Parlamentonun giderek işlevsizleşmesi, görev ve sorumlulukları aşikar kurumların ‘yüksek izinleriyle’ işini yapması, bürokratların bile ‘yüksek tensipleriyle’ istifa etmeleri, memleketteki her harici ve dahili meselede ne diyecek diye gözlerin Cumhurbaşkanına dönmesi, muhbir vatandaşlık derken bir de sansür yasası geldi.
Televizyonlar yetmez gazeteleri de hizaya getirelim, o da yetmez sosyal medyayı da zapturapt altına alalım! Bir iki çatlak sesin çıktığı her mecraya gözdağı verelim, anlamazlarsa kapılarına kilitleri asıp hadlerini bildirelim!
Kitleler ne verilirse almaya, kabullenmeye hazır ne de olsa! İhmal diyen vatan hainidir, ‘FETÖ’cüdür, dış mihraktır, siyonist uşağıdır, en hafifinden aklı ermez bir şuursuzdur. Kader planı diye bir şey var, homurdananı Allah’ın takdirine karşı gelmekle suçlayalım.

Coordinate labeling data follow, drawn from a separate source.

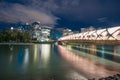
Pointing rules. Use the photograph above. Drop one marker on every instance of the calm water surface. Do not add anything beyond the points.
(50, 62)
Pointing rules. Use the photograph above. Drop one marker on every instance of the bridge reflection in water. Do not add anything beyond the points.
(103, 64)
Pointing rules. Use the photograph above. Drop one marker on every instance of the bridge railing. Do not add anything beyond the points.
(102, 34)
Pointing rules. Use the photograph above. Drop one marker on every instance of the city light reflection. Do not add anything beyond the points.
(45, 52)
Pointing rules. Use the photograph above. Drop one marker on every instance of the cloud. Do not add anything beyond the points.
(15, 13)
(45, 10)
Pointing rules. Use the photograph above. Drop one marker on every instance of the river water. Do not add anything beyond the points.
(55, 62)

“Bu durumda, şehrin göbeğinde zırhlı araç ve koruma ordusuyla gezmek şirk midir hocam?” ya da “Kader planı niye hep bu coğrafyalarda Azrail suretinde zuhur eder de gavur memleketlere ilişmez?” veya “Her şey takdiriilahi ise Allah’ın verdiği aklı kullanmamak, tedbir almamak nedir?”…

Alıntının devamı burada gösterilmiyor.